Here are some ideas for turning toward each other:
--Listen, listen, listen –really listen without being distracted, watching T.V., or checking your phone as he or she talks.
--Remember what he or she shares with you about his or her work, about goals, or whatever.
--Share the highlights of the day, and be supportive and understanding.
--Find out what his or her area of interests are, read about them and be prepared to talk about them, or participate in them with your spouse.
--Always say please and thank you, no matter how long you have been married.
--Eat at least 1 meal a day together.
--Be forgiving – overlook his or her mistakes and flaws, and train yourself to remember the positive traits (everyone has some – you just have to focus on them).
--Plan activities together (be it traveling together, playing tennis, walking, eating out, going out for movie nights – anything you both enjoy doing together).

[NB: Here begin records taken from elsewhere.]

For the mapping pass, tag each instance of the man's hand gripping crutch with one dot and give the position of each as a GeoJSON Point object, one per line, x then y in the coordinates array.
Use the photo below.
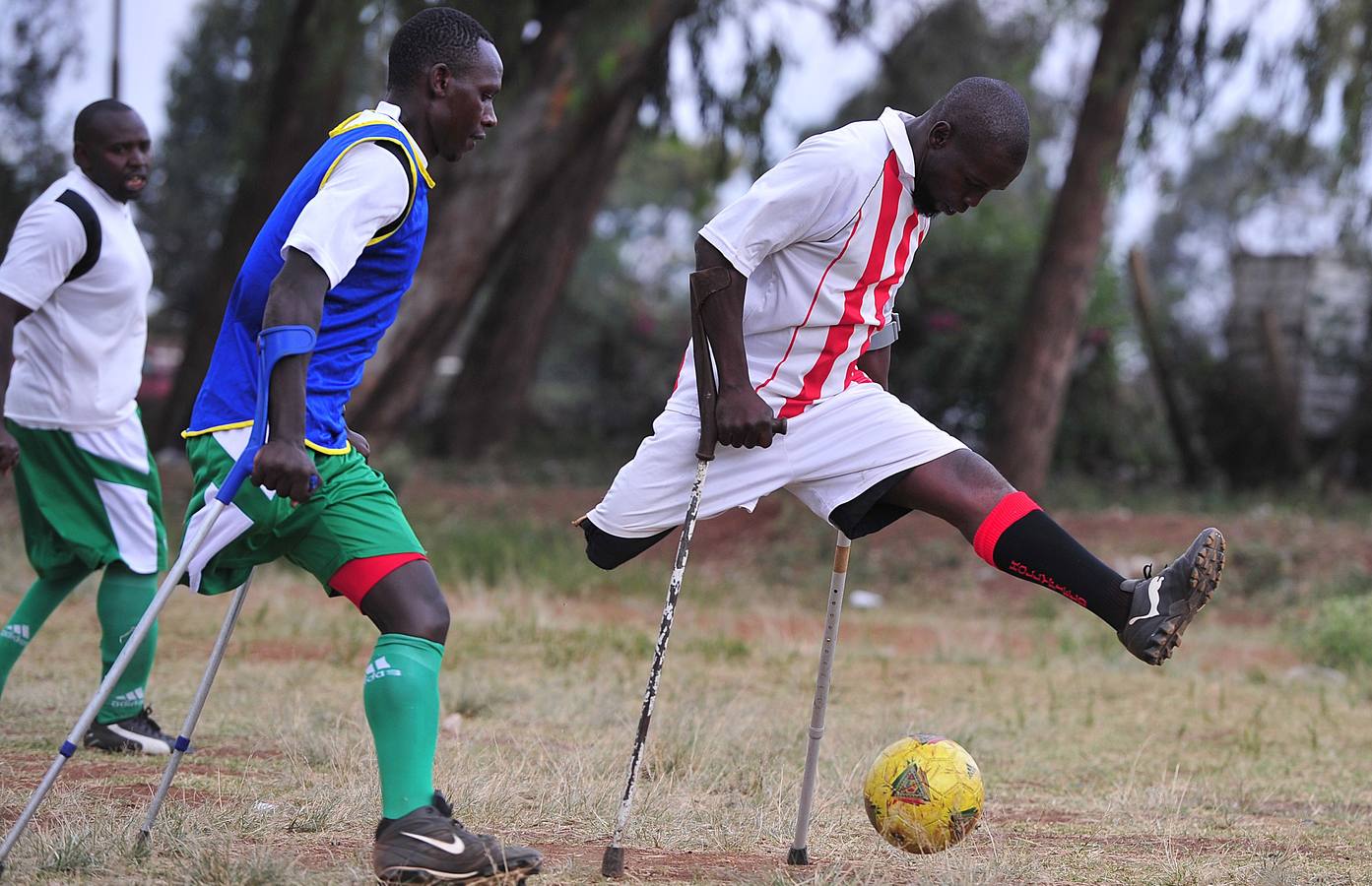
{"type": "Point", "coordinates": [702, 285]}
{"type": "Point", "coordinates": [273, 345]}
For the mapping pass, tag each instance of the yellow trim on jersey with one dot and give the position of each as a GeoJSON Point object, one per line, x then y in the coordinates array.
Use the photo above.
{"type": "Point", "coordinates": [348, 447]}
{"type": "Point", "coordinates": [346, 125]}
{"type": "Point", "coordinates": [234, 425]}
{"type": "Point", "coordinates": [248, 424]}
{"type": "Point", "coordinates": [415, 182]}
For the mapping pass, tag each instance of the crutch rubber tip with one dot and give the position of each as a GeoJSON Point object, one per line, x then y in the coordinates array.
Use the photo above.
{"type": "Point", "coordinates": [612, 864]}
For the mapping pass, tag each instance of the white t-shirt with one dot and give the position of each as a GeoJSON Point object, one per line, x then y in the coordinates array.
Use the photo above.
{"type": "Point", "coordinates": [79, 355]}
{"type": "Point", "coordinates": [366, 191]}
{"type": "Point", "coordinates": [824, 239]}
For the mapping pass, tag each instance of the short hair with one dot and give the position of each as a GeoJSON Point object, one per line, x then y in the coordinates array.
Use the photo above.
{"type": "Point", "coordinates": [84, 128]}
{"type": "Point", "coordinates": [435, 35]}
{"type": "Point", "coordinates": [991, 111]}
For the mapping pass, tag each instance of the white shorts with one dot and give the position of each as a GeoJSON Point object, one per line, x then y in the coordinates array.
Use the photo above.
{"type": "Point", "coordinates": [829, 456]}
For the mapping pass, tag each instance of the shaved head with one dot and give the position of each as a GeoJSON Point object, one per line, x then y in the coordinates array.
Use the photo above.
{"type": "Point", "coordinates": [90, 118]}
{"type": "Point", "coordinates": [991, 114]}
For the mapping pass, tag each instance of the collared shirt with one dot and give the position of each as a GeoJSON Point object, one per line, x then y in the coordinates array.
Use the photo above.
{"type": "Point", "coordinates": [824, 239]}
{"type": "Point", "coordinates": [79, 355]}
{"type": "Point", "coordinates": [366, 191]}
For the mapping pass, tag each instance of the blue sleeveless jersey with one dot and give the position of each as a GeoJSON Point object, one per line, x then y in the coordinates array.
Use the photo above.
{"type": "Point", "coordinates": [357, 311]}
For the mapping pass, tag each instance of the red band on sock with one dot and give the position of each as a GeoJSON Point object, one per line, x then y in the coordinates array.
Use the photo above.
{"type": "Point", "coordinates": [1006, 513]}
{"type": "Point", "coordinates": [359, 576]}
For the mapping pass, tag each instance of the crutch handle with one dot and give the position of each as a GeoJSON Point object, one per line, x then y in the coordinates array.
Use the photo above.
{"type": "Point", "coordinates": [273, 345]}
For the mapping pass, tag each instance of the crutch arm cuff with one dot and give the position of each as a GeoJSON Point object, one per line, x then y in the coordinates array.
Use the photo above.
{"type": "Point", "coordinates": [275, 343]}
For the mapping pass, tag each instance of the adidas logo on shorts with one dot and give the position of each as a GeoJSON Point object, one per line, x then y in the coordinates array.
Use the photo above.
{"type": "Point", "coordinates": [132, 698]}
{"type": "Point", "coordinates": [380, 666]}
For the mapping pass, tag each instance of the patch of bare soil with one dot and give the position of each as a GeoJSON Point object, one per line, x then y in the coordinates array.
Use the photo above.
{"type": "Point", "coordinates": [659, 864]}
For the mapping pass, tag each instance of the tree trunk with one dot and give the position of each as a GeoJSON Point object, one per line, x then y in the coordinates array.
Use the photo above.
{"type": "Point", "coordinates": [303, 100]}
{"type": "Point", "coordinates": [1035, 387]}
{"type": "Point", "coordinates": [490, 398]}
{"type": "Point", "coordinates": [486, 210]}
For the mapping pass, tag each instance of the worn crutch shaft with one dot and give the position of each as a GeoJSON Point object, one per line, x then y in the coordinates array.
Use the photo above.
{"type": "Point", "coordinates": [117, 669]}
{"type": "Point", "coordinates": [799, 848]}
{"type": "Point", "coordinates": [182, 741]}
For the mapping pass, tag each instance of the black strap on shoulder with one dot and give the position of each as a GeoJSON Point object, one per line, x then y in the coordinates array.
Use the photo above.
{"type": "Point", "coordinates": [409, 174]}
{"type": "Point", "coordinates": [91, 225]}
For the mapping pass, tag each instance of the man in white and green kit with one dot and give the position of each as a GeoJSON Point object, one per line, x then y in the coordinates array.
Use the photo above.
{"type": "Point", "coordinates": [73, 325]}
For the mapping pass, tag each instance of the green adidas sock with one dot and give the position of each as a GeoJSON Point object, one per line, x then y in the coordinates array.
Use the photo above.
{"type": "Point", "coordinates": [121, 601]}
{"type": "Point", "coordinates": [42, 597]}
{"type": "Point", "coordinates": [401, 700]}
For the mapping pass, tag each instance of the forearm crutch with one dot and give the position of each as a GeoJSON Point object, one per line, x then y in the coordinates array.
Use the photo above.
{"type": "Point", "coordinates": [799, 848]}
{"type": "Point", "coordinates": [182, 741]}
{"type": "Point", "coordinates": [272, 346]}
{"type": "Point", "coordinates": [702, 285]}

--Laugh together – don't take your relationship so seriously all the time.  Couples that can laugh together, stay together.

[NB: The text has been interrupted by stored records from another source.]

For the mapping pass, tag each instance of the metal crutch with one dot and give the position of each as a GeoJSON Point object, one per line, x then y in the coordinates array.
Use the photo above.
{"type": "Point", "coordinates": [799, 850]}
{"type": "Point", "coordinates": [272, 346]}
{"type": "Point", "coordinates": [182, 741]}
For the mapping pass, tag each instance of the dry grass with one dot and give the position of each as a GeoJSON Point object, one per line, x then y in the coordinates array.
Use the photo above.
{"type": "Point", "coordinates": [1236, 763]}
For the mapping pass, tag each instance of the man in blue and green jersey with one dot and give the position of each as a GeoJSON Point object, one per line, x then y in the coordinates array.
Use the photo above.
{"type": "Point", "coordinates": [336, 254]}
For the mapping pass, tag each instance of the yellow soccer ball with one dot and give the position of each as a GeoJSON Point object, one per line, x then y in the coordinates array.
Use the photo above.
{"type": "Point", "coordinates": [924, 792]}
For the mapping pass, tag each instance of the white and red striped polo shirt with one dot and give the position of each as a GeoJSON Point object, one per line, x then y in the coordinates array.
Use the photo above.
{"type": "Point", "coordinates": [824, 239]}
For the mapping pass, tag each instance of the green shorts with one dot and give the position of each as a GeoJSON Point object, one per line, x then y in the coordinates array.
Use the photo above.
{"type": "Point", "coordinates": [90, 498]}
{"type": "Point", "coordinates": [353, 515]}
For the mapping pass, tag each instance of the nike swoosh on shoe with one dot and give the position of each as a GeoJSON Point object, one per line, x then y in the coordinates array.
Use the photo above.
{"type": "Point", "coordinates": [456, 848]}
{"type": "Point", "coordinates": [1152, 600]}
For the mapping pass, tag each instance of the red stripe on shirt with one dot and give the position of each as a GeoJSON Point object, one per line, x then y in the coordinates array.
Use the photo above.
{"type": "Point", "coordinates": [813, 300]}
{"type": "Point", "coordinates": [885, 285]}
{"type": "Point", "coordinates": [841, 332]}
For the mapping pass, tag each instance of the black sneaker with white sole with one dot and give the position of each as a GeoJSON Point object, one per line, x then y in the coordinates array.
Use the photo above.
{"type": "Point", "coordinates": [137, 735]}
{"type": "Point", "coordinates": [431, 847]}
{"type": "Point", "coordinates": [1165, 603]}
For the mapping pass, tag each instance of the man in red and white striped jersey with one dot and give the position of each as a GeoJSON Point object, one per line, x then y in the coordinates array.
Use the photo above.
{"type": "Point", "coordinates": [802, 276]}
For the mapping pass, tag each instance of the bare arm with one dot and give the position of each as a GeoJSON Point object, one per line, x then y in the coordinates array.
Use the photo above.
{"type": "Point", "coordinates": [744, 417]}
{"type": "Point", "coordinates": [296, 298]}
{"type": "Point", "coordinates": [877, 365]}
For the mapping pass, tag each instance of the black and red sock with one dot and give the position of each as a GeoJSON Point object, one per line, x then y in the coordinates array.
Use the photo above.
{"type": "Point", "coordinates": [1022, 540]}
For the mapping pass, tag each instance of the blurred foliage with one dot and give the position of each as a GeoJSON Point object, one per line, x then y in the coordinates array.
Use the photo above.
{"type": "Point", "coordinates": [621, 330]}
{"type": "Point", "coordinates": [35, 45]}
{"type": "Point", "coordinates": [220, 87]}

--Say nice things to each other – If you spoke to your friend the way you speak to your spouse would they remain your friend? Be honest with the answer.
--Try to go to bed at the same time. 
                              (Ideas taken from muslimmatters.org)

Essence Encounter:
            Dr.Gottman tells us the first step in turning toward each other more is simply to be aware of how crucial these mini-moments are, not only to your marriage’s trust level, but to its ongoing sense of romance.  For many couples, just realizing that they shouldn’t take their everyday interactions for granted makes an enormous difference in their relationship.  Being helpful to each other will do far more for the strength and passion of you marriage than a two-week Bahamas getaway.  A romantic outing only turns up the heat if a couple has kept the pilot light burning by staying in touch in the little ways.
            ‘Turning toward’ operates under a law of positive feedback—like a snowball rolling downhill, it can start small ,yet generate enormous results.  In other words, you don’t have to turn toward your partner in a very dramatic way to see the benefit.  Just get started, and things will improve by themselves.
            Internet and digital devices pose a growing challenge to turning toward our spouse.  It can take a toll on intimate communication that fuels both romantic love and family life.  It is important to be present with your partner. 

            Make a goal this week notice how your partner had been turning toward you and giving in your relationship.  Then simply thank your partner for having turned toward you in these ways.
         Happy Belated Valentine's Day!